Ex-correspondant à Jérusalem et grand spécialiste du conflit, Charles Enderlin livre à QG une analyse exclusive de la situation sur place. La politique d’extrême-droite menée par le gouvernement Netanyaou, principalement orientée vers la colonisation, a permis au Hamas de se renforcer comme jamais depuis quelques années, préparant la catastrophe survenue le 7 octobre. Tendant toujours plus vers un état d’apartheid, le pouvoir israélien a sciemment enterré la solution à deux États, et refuse fermement la moindre conversation avec les pro-démocrates

L’offensive du Hamas le 7 octobre dernier, et la réaction de l’armée israélienne dans la bande de Gaza depuis lors, ont entraîné le monde dans le nouveau cycle d’une guerre israélo-palestinienne continuelle depuis 1948. Dans un entretien accordé à QG, Charles Enderlin, ex-correspondant de France 2 à Jérusalem, alerte au sujet de la transformation d’Israël en une ethnocratie, voire en un « régime d’apartheid » au-delà de la Cisjordanie, compte tenu de l’ascension politique et démographique des partisans d’un messianisme sioniste très dur. À ces douloureux problèmes, il consacre un essai, Israël, l’agonie d’une démocratie et une édition augmentée du livre Au nom du Temple, initialement publiée en 2013 au Seuil. Interview par Jonathan Baudoin

Charles Enderlin est journaliste et documentariste, ex-correspondant de France Télévisions à Jérusalem / Image: capture d’écran « Un monde à vif », Mediapart

QG : La visite du président Macron en Israël ce mardi 24 octobre était, selon l’annonce faite la veille par l’AFP, censée être axée sur la création d’un État palestinien et l’arrêt de la colonisation. Qu’est-ce qui pourrait infléchir le gouvernement israélien? Est-il capable d’entendre autre chose de la part de ses alliés que le « soutien inconditionnel »?

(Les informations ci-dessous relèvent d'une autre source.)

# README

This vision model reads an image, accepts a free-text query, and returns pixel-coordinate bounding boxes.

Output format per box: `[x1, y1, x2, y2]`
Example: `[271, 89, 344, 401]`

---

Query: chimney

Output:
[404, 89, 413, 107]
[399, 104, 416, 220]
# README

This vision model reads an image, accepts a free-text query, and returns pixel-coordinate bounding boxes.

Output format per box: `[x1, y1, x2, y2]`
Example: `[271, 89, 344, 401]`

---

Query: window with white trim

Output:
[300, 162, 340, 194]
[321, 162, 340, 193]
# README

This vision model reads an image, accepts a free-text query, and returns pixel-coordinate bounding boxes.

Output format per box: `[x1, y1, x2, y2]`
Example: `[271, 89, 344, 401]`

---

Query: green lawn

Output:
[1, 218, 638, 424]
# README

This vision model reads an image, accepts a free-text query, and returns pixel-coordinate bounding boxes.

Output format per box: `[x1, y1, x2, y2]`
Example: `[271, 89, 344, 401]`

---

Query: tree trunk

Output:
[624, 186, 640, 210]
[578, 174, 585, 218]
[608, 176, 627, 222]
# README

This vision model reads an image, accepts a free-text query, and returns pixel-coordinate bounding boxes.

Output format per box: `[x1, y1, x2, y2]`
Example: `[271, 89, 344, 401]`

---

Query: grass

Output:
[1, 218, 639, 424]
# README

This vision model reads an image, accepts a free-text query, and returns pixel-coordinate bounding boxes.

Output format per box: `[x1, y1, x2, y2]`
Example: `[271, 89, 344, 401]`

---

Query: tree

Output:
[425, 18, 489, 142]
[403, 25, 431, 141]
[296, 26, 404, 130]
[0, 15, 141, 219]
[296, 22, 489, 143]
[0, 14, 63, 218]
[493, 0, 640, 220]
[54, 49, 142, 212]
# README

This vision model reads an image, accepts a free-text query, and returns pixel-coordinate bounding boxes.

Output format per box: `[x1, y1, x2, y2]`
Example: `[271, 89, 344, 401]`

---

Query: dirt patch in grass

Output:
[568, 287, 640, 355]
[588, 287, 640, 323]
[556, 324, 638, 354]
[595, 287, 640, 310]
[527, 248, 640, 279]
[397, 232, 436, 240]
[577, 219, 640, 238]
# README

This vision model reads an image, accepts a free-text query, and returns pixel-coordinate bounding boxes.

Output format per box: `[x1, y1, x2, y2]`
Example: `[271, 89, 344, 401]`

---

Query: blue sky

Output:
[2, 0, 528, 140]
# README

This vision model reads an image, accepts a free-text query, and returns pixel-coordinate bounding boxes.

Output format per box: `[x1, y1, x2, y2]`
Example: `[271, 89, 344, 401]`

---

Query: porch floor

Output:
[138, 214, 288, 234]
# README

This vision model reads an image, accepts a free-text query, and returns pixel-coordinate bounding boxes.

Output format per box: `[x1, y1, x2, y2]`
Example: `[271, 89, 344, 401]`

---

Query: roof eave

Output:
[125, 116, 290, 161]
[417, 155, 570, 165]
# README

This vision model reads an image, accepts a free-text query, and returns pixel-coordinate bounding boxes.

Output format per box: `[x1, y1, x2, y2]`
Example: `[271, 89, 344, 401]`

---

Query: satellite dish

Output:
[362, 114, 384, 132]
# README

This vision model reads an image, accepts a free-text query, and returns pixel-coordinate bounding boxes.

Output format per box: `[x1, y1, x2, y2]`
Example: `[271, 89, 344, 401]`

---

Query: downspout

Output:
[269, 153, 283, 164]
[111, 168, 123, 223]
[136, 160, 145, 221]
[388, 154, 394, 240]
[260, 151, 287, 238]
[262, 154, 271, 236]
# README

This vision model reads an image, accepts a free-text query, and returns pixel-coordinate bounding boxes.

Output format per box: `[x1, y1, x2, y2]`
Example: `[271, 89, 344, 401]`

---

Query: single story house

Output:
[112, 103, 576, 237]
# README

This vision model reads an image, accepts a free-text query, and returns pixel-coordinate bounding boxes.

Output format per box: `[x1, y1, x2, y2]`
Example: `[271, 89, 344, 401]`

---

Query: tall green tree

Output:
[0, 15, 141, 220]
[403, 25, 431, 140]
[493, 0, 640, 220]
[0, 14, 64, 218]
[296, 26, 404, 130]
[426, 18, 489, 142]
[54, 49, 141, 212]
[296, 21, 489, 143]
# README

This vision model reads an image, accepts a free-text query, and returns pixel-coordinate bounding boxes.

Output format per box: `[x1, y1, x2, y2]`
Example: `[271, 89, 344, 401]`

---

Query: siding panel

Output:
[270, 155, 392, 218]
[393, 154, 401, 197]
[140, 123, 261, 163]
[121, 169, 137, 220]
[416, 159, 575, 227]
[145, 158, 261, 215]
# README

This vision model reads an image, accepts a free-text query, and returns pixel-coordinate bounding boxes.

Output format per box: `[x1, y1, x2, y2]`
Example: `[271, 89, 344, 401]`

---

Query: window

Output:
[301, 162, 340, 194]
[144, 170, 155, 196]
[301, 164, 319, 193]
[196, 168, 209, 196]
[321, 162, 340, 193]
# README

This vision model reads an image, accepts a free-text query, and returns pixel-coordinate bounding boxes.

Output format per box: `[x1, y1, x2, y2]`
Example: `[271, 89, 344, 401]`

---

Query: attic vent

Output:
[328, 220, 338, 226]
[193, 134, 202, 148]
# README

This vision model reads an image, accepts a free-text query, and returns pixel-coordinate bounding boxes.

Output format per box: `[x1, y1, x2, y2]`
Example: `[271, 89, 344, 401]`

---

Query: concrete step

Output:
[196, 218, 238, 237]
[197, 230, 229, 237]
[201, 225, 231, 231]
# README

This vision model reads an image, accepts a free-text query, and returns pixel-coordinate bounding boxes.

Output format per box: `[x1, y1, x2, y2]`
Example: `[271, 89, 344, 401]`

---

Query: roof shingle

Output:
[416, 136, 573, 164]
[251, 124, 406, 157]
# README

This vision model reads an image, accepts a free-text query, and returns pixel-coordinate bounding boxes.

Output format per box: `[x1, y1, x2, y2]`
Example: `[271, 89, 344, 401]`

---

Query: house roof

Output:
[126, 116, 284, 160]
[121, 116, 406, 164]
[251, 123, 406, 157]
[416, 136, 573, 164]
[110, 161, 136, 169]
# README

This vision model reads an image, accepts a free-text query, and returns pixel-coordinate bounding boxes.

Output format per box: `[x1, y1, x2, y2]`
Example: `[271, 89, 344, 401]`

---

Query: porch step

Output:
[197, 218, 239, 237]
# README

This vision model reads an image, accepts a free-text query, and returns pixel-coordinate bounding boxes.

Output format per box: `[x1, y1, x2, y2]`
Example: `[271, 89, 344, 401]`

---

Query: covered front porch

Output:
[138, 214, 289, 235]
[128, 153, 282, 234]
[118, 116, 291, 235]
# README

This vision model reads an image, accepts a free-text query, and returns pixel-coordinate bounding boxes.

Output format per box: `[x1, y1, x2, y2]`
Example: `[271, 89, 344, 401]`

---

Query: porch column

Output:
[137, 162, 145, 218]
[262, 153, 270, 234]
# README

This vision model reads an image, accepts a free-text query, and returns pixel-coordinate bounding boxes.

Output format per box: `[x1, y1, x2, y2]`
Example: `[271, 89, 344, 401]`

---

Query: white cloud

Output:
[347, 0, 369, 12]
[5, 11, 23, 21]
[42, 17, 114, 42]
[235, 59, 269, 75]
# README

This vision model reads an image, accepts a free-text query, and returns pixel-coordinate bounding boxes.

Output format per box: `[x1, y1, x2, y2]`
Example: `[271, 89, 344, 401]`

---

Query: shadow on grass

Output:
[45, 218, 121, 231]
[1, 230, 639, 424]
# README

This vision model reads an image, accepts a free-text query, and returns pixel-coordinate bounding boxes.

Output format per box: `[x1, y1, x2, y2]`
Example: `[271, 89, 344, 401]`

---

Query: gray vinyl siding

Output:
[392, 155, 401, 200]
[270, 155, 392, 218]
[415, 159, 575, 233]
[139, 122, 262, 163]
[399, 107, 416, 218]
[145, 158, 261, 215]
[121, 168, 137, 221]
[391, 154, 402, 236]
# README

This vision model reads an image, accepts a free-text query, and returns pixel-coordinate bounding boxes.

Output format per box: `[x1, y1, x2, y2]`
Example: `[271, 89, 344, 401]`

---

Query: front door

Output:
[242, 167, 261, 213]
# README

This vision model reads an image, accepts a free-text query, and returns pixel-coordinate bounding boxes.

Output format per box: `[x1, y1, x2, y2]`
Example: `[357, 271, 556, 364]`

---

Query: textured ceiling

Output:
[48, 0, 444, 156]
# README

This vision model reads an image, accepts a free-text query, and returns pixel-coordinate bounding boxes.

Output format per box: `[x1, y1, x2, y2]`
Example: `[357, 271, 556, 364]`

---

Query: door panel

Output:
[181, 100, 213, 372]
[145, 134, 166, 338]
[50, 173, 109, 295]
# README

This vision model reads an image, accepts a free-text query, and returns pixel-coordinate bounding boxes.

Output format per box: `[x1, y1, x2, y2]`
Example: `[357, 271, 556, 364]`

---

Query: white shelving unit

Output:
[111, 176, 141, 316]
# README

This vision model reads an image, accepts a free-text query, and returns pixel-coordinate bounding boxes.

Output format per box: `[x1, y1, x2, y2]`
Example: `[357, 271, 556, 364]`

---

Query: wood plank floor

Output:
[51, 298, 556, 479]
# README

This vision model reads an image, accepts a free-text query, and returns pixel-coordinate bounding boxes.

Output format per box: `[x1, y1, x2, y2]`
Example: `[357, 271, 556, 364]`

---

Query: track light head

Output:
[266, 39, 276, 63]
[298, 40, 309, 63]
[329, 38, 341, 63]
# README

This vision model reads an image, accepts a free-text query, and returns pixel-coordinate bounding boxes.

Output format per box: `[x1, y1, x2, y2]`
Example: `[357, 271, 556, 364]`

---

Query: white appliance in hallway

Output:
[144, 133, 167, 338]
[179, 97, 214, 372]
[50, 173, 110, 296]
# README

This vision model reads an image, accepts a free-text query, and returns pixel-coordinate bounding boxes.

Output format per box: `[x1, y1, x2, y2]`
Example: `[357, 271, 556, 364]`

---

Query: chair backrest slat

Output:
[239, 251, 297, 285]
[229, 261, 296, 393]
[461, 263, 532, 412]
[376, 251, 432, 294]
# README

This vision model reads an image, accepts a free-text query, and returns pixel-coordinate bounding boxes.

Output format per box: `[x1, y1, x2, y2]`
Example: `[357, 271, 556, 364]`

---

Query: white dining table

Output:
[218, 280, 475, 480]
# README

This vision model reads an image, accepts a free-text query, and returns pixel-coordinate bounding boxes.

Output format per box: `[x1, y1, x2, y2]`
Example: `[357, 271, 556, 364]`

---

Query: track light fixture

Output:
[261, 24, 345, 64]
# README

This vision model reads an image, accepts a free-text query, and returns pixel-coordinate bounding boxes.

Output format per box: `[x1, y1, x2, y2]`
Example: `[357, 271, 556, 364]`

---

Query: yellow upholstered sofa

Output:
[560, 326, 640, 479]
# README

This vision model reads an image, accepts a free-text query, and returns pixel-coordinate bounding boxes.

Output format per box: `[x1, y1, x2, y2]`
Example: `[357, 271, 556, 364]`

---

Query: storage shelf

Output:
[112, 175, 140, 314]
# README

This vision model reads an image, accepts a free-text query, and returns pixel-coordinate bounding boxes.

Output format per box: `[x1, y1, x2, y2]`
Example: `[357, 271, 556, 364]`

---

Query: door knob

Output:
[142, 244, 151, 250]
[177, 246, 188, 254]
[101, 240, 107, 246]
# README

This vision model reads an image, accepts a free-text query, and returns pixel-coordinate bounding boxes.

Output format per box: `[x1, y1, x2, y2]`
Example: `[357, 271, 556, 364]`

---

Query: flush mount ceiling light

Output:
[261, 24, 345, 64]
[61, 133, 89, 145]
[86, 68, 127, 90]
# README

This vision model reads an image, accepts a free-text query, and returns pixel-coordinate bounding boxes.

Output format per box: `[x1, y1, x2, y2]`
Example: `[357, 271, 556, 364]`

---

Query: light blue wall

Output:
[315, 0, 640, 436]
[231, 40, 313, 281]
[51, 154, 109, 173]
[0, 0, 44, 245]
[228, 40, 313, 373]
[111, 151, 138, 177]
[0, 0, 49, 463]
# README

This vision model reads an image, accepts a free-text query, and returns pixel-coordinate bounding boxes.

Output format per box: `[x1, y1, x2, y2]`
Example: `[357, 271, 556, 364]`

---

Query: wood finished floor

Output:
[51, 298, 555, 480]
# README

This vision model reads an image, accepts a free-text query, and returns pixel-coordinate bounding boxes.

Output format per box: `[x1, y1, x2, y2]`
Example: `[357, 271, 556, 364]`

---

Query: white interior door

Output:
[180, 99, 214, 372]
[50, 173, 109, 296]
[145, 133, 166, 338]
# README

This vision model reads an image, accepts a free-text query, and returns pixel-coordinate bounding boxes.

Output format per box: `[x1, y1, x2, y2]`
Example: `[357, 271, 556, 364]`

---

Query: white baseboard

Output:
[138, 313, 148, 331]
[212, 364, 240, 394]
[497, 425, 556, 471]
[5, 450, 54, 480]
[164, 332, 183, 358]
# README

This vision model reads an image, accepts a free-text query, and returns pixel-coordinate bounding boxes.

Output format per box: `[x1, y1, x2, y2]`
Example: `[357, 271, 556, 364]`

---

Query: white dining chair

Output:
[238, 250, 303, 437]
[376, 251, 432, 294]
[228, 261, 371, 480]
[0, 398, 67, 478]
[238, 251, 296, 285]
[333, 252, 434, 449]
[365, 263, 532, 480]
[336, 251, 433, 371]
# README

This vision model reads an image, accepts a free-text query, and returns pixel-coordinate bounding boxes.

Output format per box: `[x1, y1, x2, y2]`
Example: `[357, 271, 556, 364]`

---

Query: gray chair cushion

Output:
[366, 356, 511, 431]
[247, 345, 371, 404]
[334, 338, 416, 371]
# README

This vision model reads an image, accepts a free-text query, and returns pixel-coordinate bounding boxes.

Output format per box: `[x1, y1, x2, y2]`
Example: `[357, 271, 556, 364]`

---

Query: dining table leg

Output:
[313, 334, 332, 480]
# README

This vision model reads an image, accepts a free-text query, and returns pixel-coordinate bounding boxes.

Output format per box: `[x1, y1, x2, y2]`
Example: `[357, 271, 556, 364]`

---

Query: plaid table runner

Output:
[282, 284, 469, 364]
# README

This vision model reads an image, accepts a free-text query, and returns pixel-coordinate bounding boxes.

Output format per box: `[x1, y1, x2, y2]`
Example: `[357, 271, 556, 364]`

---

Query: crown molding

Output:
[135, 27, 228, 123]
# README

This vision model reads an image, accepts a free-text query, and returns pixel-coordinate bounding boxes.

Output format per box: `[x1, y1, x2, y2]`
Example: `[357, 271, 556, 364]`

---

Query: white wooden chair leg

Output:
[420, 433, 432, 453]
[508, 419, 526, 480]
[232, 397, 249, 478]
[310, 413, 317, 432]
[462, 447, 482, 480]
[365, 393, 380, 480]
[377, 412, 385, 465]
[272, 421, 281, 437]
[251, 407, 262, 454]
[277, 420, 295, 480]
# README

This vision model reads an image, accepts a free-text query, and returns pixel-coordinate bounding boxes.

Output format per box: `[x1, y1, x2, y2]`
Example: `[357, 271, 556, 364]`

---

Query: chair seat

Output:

Charles Enderlin : On n’en est pas là… et même on en est plutôt très loin. Depuis la fin décembre 2022, Israël est dirigé par le gouvernement le plus à droite de son histoire. Les premières lignes de son programme sont très claires : « Le peuple juif a un droit exclusif et inaliénable sur la terre d’Israël. Le gouvernement développera l’implantation partout, y compris en Judée-Samarie (c’est-à-dire la Cisjordanie) ». La politique de Benjamin Netanyahu a toujours été, depuis son retour au pouvoir en 2009, de permettre le renforcement du Hamas et donc son financement, étant entendu qu’avec l’organisation islamiste aucun accord politique n’est possible, seulement des cessez-le-feu. En parallèle, Netanyahu a poursuivi l’affaiblissement de l’autorité palestinienne autonome de Mahmoud Abbas tout en bloquant la reprise du processus de négociation. Le Premier ministre israélien l’a déclaré en personne lors d’une rencontre filmée avec des députés du Likoud en mars 2019 : « Toute personne voulant empêcher la création d’un État palestinien doit soutenir le renforcement du Hamas et le transfert de fonds au Hamas. C’est notre stratégie : séparer les Palestiniens de Gaza des Palestiniens de Cisjordanie ». Il faut rappeler aussi que Benjamin Netanyahu a accordé les postes clés de la sécurité et de la colonisation aux colons les plus radicaux. Betzalel Smotrich, chef du parti sioniste religieux, est ministre des Finances et ministre délégué à la Défense, où il a pour mission de développer la colonisation et de limiter le développement palestinien. Itamar Ben Gvir, héritier idéologique du rabbin raciste Meir Kahana, est ministre de la Sécurité nationale. Il encourage ses fidèles, les colons radicaux en Cisjordanie. Avant de parler d’une solution à deux États, il faudra que ce gouvernement disparaisse. Pour cela, il faudrait que l’Europe – et la France – encouragent le mouvement pro-démocratie qui, il y a seulement quelques semaines, manifestait massivement contre le changement de régime mis en place par Netanyahu.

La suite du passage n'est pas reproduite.